Hace unos años, mi sobrino cumplió los cinco años. Y, según la tradición, le regalé el regalo de leer y aprender, en español. Hablo con él y con su hermanita en sólo español. Nos divertimos leyendo, cantando, y jugando en español.
Sin embargo, ya exhausto de un fin de semana lleno de actividades en la familia, él volteó, con lágrimas en los ojos, a sus padres, después de abrir mi regalo y lloró, “¡Pero no me gustan los libros en español!”
Mi hermana y mi cuñado están haciendo un buen trabajo, criando a sus hijos para ser bien educados y agradecidos, pero las expectativas de mi sobrino no se cumplieron cuando abrió la bolsa de libros (comparados con los Legos que los abuelos le regalaron que él pasó un año desando).
Por insistencia de los padres a responder con agradecimiento y no con queja, me miró y me dijo, “Gracias, tía.” Pero no lo sintió.
En el momento, pensé, “Puede que no le emociona ahorita, pero cuando ya sea mayor, va a apreciar el vínculo especial que tenemos en español, los recuerdos de leer los libros en español juntos, y la bendición de ser familiarizado con otro idioma y otra cultura.”
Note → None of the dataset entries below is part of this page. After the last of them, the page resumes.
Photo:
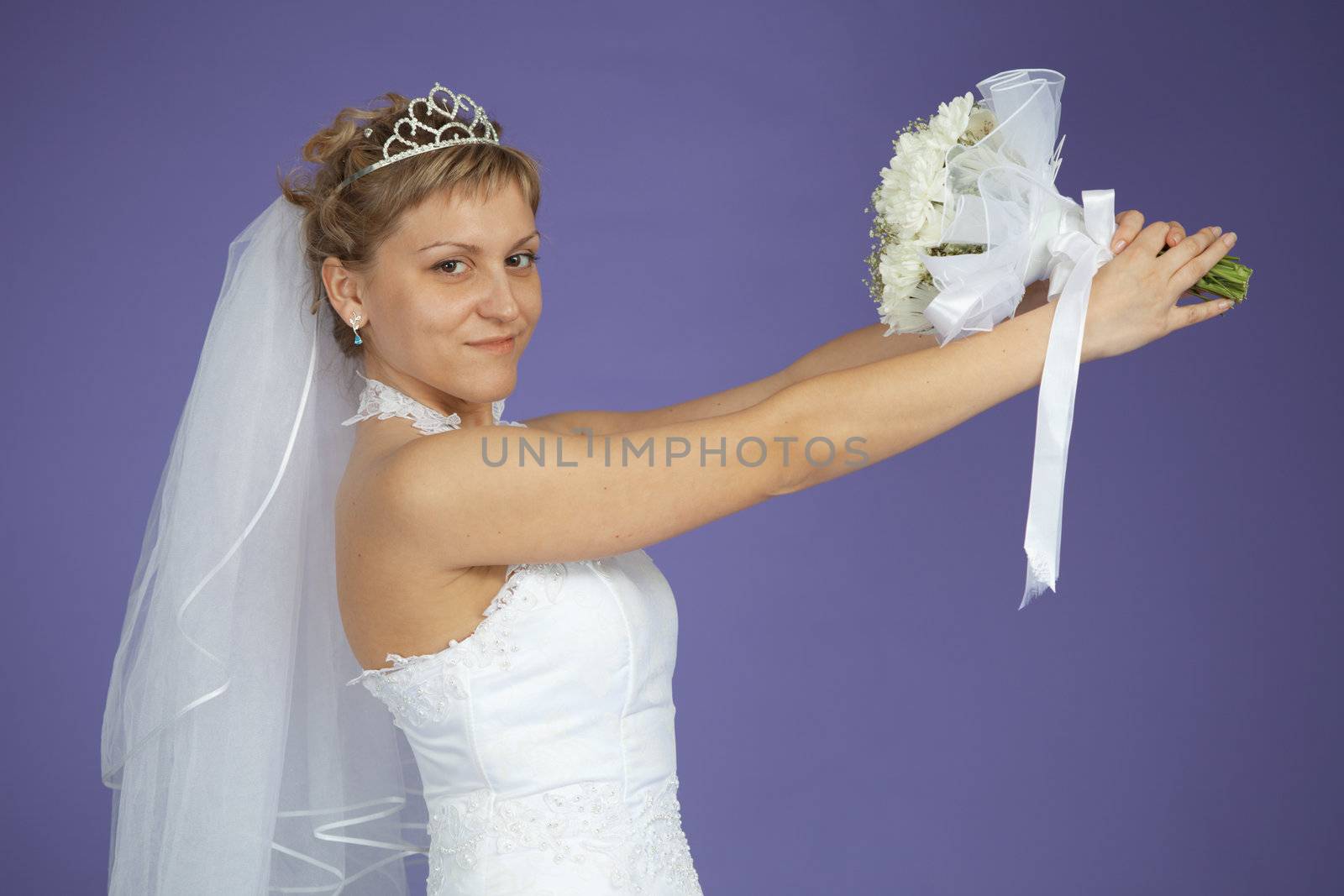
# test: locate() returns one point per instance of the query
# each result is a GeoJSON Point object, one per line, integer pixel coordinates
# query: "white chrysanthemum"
{"type": "Point", "coordinates": [900, 269]}
{"type": "Point", "coordinates": [925, 183]}
{"type": "Point", "coordinates": [953, 117]}
{"type": "Point", "coordinates": [905, 313]}
{"type": "Point", "coordinates": [981, 123]}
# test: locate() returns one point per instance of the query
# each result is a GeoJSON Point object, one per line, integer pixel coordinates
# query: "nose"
{"type": "Point", "coordinates": [499, 301]}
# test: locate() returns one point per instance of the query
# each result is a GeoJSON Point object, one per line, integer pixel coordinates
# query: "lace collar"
{"type": "Point", "coordinates": [383, 401]}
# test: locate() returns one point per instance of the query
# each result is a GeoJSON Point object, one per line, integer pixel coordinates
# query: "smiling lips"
{"type": "Point", "coordinates": [497, 345]}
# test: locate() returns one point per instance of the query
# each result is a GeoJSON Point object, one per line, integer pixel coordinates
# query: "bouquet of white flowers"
{"type": "Point", "coordinates": [967, 217]}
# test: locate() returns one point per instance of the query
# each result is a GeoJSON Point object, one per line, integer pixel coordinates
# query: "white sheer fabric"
{"type": "Point", "coordinates": [239, 759]}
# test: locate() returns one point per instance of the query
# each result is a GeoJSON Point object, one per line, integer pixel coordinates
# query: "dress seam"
{"type": "Point", "coordinates": [629, 679]}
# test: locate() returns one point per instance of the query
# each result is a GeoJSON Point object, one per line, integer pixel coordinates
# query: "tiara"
{"type": "Point", "coordinates": [487, 134]}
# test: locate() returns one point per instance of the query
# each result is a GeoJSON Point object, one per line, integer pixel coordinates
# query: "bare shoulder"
{"type": "Point", "coordinates": [398, 591]}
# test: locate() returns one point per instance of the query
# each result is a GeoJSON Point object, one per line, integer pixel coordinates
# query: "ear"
{"type": "Point", "coordinates": [343, 289]}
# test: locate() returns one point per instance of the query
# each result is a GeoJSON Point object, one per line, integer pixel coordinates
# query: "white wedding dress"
{"type": "Point", "coordinates": [544, 739]}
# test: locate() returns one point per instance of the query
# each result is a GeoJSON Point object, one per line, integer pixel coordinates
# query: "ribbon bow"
{"type": "Point", "coordinates": [1000, 194]}
{"type": "Point", "coordinates": [1074, 258]}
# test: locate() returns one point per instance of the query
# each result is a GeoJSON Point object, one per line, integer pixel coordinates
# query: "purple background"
{"type": "Point", "coordinates": [860, 705]}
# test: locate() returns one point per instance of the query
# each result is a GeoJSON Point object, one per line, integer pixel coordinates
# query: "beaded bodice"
{"type": "Point", "coordinates": [544, 739]}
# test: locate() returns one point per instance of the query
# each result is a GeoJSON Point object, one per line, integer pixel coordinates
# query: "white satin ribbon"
{"type": "Point", "coordinates": [1074, 258]}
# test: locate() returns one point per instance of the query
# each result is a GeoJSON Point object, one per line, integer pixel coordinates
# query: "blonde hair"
{"type": "Point", "coordinates": [351, 223]}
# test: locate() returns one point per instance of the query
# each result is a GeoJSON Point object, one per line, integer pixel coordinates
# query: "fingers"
{"type": "Point", "coordinates": [1195, 312]}
{"type": "Point", "coordinates": [1128, 224]}
{"type": "Point", "coordinates": [1175, 234]}
{"type": "Point", "coordinates": [1195, 255]}
{"type": "Point", "coordinates": [1152, 239]}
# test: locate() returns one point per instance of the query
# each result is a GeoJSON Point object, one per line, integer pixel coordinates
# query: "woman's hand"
{"type": "Point", "coordinates": [1133, 296]}
{"type": "Point", "coordinates": [1128, 224]}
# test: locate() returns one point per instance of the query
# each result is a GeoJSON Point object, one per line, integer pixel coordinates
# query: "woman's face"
{"type": "Point", "coordinates": [454, 275]}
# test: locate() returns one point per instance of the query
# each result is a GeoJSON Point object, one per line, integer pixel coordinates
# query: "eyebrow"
{"type": "Point", "coordinates": [477, 249]}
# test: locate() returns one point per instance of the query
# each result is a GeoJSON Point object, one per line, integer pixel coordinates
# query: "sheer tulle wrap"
{"type": "Point", "coordinates": [239, 761]}
{"type": "Point", "coordinates": [1001, 192]}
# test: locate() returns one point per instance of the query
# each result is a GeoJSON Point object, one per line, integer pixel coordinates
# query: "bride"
{"type": "Point", "coordinates": [374, 620]}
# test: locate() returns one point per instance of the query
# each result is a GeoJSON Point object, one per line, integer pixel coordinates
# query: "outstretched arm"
{"type": "Point", "coordinates": [858, 347]}
{"type": "Point", "coordinates": [864, 345]}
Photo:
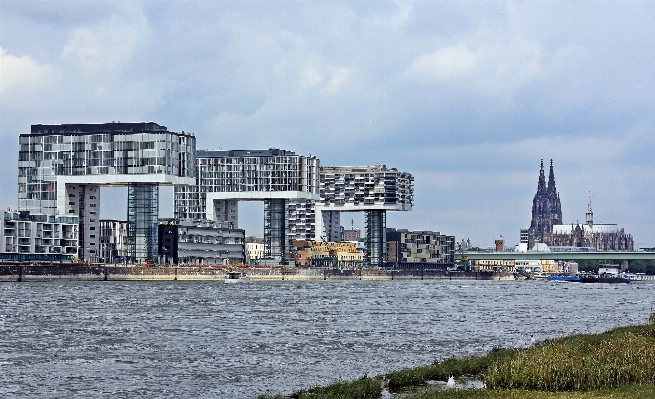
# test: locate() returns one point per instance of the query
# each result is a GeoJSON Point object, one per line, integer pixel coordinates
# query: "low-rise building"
{"type": "Point", "coordinates": [200, 242]}
{"type": "Point", "coordinates": [344, 255]}
{"type": "Point", "coordinates": [254, 249]}
{"type": "Point", "coordinates": [419, 249]}
{"type": "Point", "coordinates": [529, 265]}
{"type": "Point", "coordinates": [492, 265]}
{"type": "Point", "coordinates": [26, 236]}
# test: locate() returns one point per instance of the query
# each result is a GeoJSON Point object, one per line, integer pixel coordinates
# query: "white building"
{"type": "Point", "coordinates": [25, 236]}
{"type": "Point", "coordinates": [370, 189]}
{"type": "Point", "coordinates": [62, 167]}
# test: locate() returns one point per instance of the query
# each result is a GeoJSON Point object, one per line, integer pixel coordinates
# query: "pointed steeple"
{"type": "Point", "coordinates": [551, 180]}
{"type": "Point", "coordinates": [541, 188]}
{"type": "Point", "coordinates": [590, 213]}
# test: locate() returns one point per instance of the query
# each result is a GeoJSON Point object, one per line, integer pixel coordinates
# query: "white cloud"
{"type": "Point", "coordinates": [23, 80]}
{"type": "Point", "coordinates": [485, 67]}
{"type": "Point", "coordinates": [339, 77]}
{"type": "Point", "coordinates": [447, 63]}
{"type": "Point", "coordinates": [309, 76]}
{"type": "Point", "coordinates": [106, 46]}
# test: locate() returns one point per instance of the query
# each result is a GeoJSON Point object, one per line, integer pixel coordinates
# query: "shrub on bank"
{"type": "Point", "coordinates": [363, 388]}
{"type": "Point", "coordinates": [583, 362]}
{"type": "Point", "coordinates": [440, 371]}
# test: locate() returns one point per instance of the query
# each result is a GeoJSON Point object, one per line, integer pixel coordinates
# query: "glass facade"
{"type": "Point", "coordinates": [253, 171]}
{"type": "Point", "coordinates": [142, 222]}
{"type": "Point", "coordinates": [376, 238]}
{"type": "Point", "coordinates": [276, 227]}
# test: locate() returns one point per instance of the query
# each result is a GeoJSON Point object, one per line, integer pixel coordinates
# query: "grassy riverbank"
{"type": "Point", "coordinates": [619, 363]}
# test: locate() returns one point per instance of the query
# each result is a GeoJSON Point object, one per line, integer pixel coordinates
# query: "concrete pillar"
{"type": "Point", "coordinates": [376, 238]}
{"type": "Point", "coordinates": [142, 219]}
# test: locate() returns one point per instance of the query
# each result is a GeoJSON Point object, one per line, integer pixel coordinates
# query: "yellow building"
{"type": "Point", "coordinates": [336, 254]}
{"type": "Point", "coordinates": [486, 265]}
Y luego mis reflexiones se hicieron más personales… Los niños tienen una forma de enseñarnos lecciones profundas de la vida. Y esta experiencia no fue ninguna excepción.
¿Cuántas veces he respondido con queja y no agradecimiento a las oportunidades que Dios me ha dado de aprender y de estar en comunicación y relación con Él?
Compungida e inspirada, pasé los próximos días reflexionando en mi propia actitud de gratitud y contentamiento. Se dice que podemos esperar buenos regalos del Padre (Mt. 7:11), pero no todo lo que es “bueno” es “divertido.” Nos llama a ser agradecidos por los regalos, aún cuando no nos traen alegría.
Gracias, Dios, por las espinas. Estoy creciendo.
Gracias, Dios, por las pruebas. Estoy aprendiendo.
Gracias, Dios, por los desafíos. Estoy agradecida.
¿Por qué cosa puedes ser agradecida hoy?